The Great Write Way, Chapter Two: Twice upon a time...
A place for Buffistas to discuss, beta and otherwise deal and dish on their non-fan fiction projects.
Not a Drabble, or even on topic, but here. For your amusement. Or mocking - which ever.
Bored - A Poem
Bored am I.
I am Bored.
Time needs to pass
more quickly, Lord.
There isn't enough
to keep me busy.
Customers are few;
I'm going crizizzy.
I'm usually swamped,
with cars to loan.
Today I have neither
and no ringing phone.
No book to read,
no emails need response,
so I compose this bad poem,
and keep my boredom ensconced.
Thankyewverymuch.
Sail, I have to confess....I don't understand what's going on in your drabble.
BWAH! Good morning, empress, and may I suggest one small change, for rhythmic flow?
Tep, the picture I got from Sail's was her and a guy, playing an ongoing video game, her being better at it than the guy was, her feeling the need to somehow excuse that she was better at it than he was.
The scores started diverging, she began apologising.
That was the picture in my head, anyway.
BWAH! Good morning, empress, and may I suggest one small change, for rhythmic flow?
Please.
That's what I got from Sail's drabble also, along with the idea that her trivia scores were going to make her unwelcome in the In Crowd.
Dialogue's tough. It's double-tough. Characters can't talk like people really talk (proven to me by recording every conversation around me for a couple days), and yet to be realistic they can't say exactly what they are thinking/feeling either.
"There isn't enough
to keep me busy.
Customers are few;
I'm going crizizzy.
For the scan (scansion?):
There's not enough
to keep me busy
few customers
I'm going crizzizzy.
Keeps the two-two rhythm. Why yes, I have been writing a book section dealing extensively with bembe drumming and the clave rhythms Bo Diddley made famous...
Characters can't talk like people really talk (proven to me by recording every conversation around me for a couple days)
Huh. Mine do. I read every chapter section aloud. Specifically in the Kinkaids, JP's voice is very much the voice of the man I remember, and I want it stone dead perfect, his voice. So far, so good; my friends and family who knew him are all agreed on that. My sister read a few paragraphs on London Calling, misted up, and said "That just really brings him back - I miss him."
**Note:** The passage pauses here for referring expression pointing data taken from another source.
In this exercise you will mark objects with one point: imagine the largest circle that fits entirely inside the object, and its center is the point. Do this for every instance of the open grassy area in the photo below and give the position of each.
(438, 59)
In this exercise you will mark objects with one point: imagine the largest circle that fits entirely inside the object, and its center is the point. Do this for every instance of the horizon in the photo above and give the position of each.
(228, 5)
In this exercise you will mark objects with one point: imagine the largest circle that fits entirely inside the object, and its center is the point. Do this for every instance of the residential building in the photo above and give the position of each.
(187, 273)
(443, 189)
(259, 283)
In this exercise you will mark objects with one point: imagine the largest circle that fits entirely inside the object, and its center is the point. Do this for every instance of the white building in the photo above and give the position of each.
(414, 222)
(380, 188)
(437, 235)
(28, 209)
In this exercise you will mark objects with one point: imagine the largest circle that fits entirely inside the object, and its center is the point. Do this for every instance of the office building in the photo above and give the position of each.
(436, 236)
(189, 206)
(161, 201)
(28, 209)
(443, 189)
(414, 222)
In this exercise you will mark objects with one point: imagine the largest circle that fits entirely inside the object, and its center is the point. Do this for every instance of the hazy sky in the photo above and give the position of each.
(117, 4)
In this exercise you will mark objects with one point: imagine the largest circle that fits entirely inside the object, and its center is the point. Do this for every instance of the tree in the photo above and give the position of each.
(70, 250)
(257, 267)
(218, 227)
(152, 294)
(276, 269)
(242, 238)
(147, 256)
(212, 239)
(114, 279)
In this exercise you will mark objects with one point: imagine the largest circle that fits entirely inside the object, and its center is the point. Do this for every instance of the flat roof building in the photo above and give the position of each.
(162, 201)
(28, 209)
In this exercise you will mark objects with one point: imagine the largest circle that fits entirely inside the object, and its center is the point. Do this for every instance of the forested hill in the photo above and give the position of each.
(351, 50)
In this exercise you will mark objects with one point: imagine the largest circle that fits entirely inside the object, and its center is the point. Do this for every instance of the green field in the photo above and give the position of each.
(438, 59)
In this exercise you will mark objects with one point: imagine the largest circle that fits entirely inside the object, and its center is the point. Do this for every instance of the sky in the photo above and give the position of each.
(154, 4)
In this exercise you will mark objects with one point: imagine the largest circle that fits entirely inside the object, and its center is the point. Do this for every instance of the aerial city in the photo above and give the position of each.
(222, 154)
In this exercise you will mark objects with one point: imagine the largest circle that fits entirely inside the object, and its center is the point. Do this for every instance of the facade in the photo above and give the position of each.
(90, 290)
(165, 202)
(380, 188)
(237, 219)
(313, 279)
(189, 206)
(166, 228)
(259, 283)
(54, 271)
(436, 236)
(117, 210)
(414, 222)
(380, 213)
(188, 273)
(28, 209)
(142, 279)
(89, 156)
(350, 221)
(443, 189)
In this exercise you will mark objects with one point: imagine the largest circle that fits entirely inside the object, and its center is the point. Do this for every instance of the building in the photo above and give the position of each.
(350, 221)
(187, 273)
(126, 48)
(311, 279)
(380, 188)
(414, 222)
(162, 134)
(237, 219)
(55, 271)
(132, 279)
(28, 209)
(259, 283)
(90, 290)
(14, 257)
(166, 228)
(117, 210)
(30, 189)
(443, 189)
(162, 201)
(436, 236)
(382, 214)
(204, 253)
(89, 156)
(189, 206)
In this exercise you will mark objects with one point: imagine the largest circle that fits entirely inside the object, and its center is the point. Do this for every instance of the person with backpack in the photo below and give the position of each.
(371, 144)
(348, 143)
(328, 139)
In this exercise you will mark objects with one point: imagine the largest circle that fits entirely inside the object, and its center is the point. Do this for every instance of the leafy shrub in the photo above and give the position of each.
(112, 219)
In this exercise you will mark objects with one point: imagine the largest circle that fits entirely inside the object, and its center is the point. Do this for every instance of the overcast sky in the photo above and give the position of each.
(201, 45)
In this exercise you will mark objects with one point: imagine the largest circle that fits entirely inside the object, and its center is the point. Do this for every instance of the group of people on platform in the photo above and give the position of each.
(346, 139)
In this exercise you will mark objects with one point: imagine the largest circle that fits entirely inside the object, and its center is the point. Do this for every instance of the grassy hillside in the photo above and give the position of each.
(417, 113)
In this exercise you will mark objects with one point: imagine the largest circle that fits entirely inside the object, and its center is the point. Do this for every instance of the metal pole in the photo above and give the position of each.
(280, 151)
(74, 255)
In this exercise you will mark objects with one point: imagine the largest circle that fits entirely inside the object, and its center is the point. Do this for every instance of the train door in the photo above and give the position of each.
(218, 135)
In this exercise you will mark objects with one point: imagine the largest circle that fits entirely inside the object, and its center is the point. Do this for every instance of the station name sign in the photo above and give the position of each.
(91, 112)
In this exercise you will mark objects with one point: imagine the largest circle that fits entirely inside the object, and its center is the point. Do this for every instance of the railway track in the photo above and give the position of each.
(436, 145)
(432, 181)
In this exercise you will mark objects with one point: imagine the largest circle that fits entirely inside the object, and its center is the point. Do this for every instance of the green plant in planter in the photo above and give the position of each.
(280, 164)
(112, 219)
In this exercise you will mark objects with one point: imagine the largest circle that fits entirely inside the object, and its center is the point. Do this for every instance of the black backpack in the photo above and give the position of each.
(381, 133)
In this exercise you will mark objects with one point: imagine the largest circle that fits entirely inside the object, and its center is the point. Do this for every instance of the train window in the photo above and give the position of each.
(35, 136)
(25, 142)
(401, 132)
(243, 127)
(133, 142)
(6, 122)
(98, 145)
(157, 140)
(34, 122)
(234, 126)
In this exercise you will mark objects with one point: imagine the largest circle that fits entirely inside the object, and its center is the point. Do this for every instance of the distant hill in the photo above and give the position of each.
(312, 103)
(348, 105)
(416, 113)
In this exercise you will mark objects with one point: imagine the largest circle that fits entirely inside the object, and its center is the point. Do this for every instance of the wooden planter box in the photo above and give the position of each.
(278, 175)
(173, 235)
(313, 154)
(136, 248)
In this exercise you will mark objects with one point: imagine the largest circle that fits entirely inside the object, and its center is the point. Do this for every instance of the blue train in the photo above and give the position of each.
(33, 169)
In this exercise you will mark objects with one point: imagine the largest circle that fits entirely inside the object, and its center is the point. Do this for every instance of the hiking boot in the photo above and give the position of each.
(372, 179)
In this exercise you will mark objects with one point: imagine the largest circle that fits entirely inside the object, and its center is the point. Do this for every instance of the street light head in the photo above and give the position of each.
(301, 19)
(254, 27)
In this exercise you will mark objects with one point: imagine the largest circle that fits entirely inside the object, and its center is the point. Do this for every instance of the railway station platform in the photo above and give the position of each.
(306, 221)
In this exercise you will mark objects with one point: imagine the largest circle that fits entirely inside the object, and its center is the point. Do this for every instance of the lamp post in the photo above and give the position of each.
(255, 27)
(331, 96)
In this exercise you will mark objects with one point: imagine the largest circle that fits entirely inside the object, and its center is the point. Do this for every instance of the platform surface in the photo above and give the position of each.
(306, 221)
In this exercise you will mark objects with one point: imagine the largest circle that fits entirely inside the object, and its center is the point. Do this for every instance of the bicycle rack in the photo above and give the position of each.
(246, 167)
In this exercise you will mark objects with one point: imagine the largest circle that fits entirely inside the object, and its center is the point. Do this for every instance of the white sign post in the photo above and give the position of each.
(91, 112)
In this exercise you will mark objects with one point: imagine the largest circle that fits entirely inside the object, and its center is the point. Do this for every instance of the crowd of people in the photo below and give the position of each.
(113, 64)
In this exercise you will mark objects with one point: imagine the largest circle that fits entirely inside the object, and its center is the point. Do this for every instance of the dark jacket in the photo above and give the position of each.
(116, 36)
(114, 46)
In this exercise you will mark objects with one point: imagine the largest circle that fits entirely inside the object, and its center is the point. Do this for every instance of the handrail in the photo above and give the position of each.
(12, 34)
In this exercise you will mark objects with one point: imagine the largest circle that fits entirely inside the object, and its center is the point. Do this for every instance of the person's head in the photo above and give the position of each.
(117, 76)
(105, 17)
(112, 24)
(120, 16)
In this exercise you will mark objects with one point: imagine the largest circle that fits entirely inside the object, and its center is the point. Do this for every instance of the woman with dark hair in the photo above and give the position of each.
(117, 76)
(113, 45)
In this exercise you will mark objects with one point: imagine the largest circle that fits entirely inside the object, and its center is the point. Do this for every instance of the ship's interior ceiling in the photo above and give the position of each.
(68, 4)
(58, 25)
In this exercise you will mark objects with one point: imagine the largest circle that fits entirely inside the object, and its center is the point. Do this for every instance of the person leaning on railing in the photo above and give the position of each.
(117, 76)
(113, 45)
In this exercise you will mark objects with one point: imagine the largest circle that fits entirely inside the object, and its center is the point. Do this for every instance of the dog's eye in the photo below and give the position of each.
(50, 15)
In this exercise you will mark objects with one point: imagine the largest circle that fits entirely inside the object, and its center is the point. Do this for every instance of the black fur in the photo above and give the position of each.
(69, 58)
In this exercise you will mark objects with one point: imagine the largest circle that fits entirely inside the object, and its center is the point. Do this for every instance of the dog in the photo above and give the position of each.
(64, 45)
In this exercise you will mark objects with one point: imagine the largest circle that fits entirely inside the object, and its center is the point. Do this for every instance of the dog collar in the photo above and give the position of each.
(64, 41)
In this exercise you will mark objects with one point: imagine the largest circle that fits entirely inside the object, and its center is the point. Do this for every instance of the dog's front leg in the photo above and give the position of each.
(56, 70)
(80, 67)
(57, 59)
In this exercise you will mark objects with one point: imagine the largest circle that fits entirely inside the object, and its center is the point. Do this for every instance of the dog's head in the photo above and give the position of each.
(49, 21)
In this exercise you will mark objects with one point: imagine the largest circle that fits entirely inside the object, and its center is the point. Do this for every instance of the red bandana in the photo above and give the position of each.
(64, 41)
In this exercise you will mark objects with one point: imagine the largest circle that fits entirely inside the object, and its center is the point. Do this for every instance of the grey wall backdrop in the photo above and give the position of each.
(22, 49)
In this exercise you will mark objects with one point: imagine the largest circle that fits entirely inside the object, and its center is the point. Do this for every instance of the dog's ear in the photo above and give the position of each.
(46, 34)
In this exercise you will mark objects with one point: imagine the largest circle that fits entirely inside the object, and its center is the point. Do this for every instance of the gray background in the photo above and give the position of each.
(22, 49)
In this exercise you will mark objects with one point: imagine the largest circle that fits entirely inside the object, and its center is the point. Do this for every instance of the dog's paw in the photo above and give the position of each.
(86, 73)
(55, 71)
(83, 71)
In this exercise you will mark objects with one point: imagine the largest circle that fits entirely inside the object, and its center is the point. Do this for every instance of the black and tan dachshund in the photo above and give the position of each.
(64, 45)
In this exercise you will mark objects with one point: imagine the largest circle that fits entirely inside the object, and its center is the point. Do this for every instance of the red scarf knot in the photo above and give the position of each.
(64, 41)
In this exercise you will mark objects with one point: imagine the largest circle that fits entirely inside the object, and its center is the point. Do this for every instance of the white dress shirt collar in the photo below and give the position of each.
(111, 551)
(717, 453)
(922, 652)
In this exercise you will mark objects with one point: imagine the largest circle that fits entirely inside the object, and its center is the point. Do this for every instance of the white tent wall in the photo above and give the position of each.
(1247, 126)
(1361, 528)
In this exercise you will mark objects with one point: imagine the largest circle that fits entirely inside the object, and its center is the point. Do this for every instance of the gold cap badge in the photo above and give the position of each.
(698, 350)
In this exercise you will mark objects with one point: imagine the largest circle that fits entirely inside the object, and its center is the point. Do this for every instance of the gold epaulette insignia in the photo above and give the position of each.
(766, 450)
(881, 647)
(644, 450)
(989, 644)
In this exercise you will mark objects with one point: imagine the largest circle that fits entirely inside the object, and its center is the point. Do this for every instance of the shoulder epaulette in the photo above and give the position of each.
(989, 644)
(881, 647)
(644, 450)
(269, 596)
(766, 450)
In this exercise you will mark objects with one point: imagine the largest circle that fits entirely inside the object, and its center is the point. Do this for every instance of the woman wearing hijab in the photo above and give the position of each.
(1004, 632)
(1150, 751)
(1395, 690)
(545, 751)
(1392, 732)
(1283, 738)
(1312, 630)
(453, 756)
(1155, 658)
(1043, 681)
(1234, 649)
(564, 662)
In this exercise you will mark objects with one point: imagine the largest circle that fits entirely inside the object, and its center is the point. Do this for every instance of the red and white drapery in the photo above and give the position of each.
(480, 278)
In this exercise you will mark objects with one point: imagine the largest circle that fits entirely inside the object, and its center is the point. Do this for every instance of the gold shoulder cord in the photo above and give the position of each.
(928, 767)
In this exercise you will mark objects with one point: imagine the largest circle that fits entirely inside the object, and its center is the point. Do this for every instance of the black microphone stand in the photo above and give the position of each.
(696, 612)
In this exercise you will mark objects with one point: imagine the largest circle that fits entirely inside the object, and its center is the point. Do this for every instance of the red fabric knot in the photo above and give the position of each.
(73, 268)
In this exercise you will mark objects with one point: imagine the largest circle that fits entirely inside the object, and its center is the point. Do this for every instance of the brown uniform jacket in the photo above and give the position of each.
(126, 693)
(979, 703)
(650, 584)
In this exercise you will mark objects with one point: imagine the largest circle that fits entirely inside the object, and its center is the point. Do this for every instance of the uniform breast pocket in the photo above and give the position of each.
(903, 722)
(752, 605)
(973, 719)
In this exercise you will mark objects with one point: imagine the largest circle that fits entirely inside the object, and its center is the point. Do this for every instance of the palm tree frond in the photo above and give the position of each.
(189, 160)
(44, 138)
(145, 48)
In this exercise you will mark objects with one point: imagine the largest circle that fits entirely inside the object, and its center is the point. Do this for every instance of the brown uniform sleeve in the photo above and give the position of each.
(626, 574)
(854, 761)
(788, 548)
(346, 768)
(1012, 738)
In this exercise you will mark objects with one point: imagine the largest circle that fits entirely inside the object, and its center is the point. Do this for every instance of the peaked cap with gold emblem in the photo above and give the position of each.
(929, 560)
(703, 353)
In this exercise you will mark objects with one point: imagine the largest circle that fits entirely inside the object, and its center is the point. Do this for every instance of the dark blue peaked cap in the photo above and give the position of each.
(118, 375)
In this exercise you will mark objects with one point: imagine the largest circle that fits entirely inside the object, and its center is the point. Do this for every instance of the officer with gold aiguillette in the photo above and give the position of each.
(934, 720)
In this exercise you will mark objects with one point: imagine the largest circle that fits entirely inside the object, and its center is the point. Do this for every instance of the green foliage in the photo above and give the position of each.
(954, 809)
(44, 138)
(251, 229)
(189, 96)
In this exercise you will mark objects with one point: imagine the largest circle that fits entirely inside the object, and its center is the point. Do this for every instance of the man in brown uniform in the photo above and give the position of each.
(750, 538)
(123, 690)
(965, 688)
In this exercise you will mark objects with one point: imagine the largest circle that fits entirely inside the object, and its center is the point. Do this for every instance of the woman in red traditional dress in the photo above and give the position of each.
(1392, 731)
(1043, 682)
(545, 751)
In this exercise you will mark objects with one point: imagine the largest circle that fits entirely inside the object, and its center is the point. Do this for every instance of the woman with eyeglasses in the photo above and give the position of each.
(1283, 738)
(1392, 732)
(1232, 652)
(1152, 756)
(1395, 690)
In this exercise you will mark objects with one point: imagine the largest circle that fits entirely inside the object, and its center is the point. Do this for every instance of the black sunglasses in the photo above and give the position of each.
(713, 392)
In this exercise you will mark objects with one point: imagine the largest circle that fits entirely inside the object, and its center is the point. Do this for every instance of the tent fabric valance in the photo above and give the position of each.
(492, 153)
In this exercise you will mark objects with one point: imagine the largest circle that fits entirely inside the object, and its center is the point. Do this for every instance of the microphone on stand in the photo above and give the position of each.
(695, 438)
So they can, but it's tricky.
I like that much better, Deb. Thank you.
I didn't mean
voice
exactly, deb. That definitely needs to be real. I meant filling the page with "um..uh...yeah, it's like, you know...I had this thing - hang on. Yeah, I had this thing that was um like this big, and I don't know, um, where it could've gone...uh, what's the word for a thing that, you know"
You can do that for
a
character, to make a point and draw the character, but doing it for everybody would drive readers nuts.
Although, it's possible that I am surrounded by particularly poor speakers.